Der Insterburger Personenzug, der Berlin am 2. Mai um 5 Uhr morgens erreicht, und am Bahnhof Friedrichstraße 5.14 Uhr eingefahren ist, steht im Begriff, nach seinem Endziel, der Station Charlottenburg abzugehen, als die Halle ein wirres Schreien und Rufen durchgellt. Im nächsten Augenblick fährt mit furchtbarem Krach auf den haltenden ein anderer, der Vorortzug 1302 Erkner-Potsdam, auf. Der letzte Wagen des Fernzuges, ein Waggon IV. Klasse, wird von der Lokomotive des Vorortzuges emporgehoben und sitzt mit seiner Hinterachse auf der Maschine, während der vordere Teil gegen das Dach des nächsten Waggons III. Klasse drückt und so die Abteile in ihrem ganzen oberen Teil zerquetscht. Ringsum Schmerzensrufe, blutende Gesichter und dazu ein Toter, ein junger Mensch, der zwischen dem letzen und vorletzten Wagen hervorgeholt wird. Jener junge Mann ist der im Jahre 1886 zu Klagenfurt geborene Artist Hans Mühlfeith.

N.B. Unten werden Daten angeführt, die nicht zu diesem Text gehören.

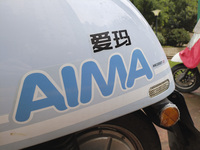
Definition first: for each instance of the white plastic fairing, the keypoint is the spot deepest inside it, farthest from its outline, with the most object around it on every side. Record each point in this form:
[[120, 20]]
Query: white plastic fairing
[[176, 58]]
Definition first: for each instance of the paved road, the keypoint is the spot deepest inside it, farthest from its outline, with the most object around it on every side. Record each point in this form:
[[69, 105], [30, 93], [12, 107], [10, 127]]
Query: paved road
[[193, 103]]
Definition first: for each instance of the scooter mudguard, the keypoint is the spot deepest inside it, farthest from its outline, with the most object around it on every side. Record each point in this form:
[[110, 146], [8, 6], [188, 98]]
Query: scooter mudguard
[[183, 135]]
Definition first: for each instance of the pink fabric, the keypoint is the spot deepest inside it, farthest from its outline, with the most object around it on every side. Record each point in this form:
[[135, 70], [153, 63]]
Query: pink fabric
[[191, 58]]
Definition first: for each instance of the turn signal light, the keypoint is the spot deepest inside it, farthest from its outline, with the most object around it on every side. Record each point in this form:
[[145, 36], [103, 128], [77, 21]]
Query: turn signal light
[[169, 115]]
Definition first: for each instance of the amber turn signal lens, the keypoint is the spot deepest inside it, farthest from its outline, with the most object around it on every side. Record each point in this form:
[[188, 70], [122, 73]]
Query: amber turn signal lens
[[169, 115]]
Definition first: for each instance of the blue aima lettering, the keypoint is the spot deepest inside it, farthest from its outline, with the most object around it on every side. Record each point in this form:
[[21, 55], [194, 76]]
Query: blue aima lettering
[[39, 91]]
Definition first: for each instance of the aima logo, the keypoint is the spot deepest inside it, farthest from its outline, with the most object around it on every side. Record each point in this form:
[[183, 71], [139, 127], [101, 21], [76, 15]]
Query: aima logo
[[38, 91]]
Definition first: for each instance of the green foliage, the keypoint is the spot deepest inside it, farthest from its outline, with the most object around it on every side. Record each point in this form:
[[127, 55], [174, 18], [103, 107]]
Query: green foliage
[[174, 13], [161, 38], [178, 37]]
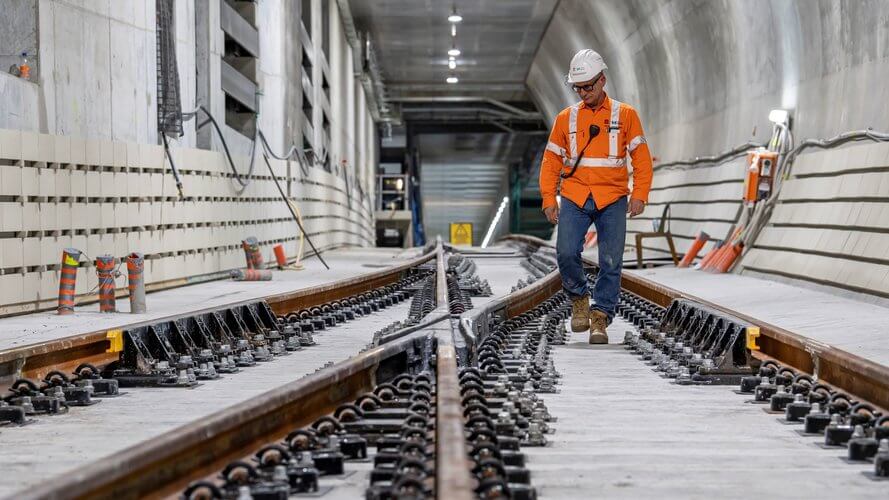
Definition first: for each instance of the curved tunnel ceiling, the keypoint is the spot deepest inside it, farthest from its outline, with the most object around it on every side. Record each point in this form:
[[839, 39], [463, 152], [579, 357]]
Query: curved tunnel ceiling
[[704, 74]]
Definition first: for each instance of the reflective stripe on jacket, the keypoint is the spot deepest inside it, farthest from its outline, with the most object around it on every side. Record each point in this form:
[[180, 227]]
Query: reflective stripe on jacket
[[602, 171]]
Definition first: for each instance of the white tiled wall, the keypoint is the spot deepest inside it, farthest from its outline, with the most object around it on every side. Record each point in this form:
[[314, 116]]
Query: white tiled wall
[[113, 197]]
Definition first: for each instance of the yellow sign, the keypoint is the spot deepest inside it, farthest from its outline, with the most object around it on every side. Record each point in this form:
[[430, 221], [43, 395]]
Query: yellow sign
[[461, 233], [752, 335], [115, 339]]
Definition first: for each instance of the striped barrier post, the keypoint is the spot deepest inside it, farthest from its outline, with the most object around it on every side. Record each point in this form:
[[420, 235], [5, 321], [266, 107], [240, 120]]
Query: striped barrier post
[[711, 255], [105, 270], [252, 253], [280, 256], [251, 275], [136, 282], [68, 279], [694, 249]]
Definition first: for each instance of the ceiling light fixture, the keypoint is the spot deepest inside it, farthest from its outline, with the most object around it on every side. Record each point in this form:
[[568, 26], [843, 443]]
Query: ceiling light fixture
[[495, 221], [779, 116], [454, 17]]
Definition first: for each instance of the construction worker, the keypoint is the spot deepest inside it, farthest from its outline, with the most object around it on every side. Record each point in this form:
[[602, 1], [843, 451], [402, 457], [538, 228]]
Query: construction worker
[[585, 160]]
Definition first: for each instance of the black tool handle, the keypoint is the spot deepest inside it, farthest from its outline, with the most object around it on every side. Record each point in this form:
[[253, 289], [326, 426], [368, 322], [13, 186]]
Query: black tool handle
[[594, 131]]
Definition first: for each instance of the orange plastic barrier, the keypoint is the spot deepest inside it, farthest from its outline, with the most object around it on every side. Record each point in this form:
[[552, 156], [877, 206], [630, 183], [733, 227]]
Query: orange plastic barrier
[[280, 256], [694, 249], [729, 257]]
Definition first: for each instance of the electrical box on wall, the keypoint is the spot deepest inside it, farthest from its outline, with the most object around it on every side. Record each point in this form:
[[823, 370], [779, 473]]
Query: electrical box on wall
[[760, 178]]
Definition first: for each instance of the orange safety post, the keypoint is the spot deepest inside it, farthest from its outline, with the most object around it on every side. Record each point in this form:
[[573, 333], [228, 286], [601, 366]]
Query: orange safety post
[[252, 253], [136, 282], [729, 258], [694, 249], [591, 239], [280, 257], [105, 270], [68, 279]]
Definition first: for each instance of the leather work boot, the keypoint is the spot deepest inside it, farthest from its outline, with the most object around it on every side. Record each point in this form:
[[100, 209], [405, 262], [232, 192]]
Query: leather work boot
[[598, 324], [580, 314]]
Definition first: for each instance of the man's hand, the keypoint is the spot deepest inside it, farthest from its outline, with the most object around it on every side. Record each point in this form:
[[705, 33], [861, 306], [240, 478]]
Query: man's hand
[[552, 214], [635, 207]]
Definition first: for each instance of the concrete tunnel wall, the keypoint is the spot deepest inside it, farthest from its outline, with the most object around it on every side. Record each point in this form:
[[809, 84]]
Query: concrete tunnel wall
[[80, 164], [704, 76]]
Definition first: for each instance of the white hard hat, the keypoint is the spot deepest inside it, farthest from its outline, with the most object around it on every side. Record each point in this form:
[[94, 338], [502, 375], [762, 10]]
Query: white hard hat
[[585, 65]]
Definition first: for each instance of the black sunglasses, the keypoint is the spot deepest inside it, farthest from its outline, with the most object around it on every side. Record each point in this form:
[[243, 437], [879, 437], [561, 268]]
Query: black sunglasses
[[588, 88]]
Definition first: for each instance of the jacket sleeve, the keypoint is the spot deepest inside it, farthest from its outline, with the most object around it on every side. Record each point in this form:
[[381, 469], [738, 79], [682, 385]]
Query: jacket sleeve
[[552, 163], [637, 146]]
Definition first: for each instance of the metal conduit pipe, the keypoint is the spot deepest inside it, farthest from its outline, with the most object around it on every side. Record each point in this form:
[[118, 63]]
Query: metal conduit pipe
[[763, 213], [731, 153], [466, 109], [462, 99]]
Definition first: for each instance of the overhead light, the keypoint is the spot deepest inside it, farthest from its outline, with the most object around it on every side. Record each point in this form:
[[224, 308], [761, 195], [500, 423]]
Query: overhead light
[[495, 221], [454, 17], [779, 116]]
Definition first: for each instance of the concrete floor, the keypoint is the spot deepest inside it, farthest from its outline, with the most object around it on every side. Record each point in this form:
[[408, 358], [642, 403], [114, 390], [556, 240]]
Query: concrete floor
[[27, 329], [625, 432]]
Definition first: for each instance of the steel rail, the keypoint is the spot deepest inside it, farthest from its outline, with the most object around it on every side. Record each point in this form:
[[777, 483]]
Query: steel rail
[[164, 465], [453, 479], [854, 374], [452, 472], [34, 361]]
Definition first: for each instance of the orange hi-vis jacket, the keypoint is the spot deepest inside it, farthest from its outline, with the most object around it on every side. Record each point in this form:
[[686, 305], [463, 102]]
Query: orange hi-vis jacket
[[602, 172]]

Unter den fünf Verletzten befindet sich eine Frau. Sie werden alle in das Bureau des Stationsvorstehers geführt, das bald den Eindruck eines kleinen Lazaretts gewährt. Bis auf einen, den an ein hiesiges Theater engagierten Schauspieler Wilhelm Bracht aus Düsseldorf, können alle, nachdem sie verbunden sind, ihre Reise fortsetzen. Nur Herr Bracht, der eine Quetschung der rechten Schläfenseite erlitten hat, wird in die Universitätsklinik gebracht. Mit leichteren Kopfverletzungen sind der Sänger Karbes aus Hamburg, Albert Millzasch aus Horsthausen und Wilhelmine Nissen aus Husum davongekommen. Bei Otto Meyer aus Sofferda wird eine Quetschung der Hüfte festgestellt.

Falko Hennig

Eisenbahnunglück
Foto: Archiv Hennig

Mangels einer Photographie des aktuellen Eisenbahnunglücks hier die rare Aufnahme des Zusammenstoßes bei Norton Fitzwarren, wo im November 1890 in der Nähe von Taunton der von Plymouth kommende Schnellzug auf einen Güterzug auffuhr, fünf Südafrikaner und vier Kartenspieler wurden dabei getötet.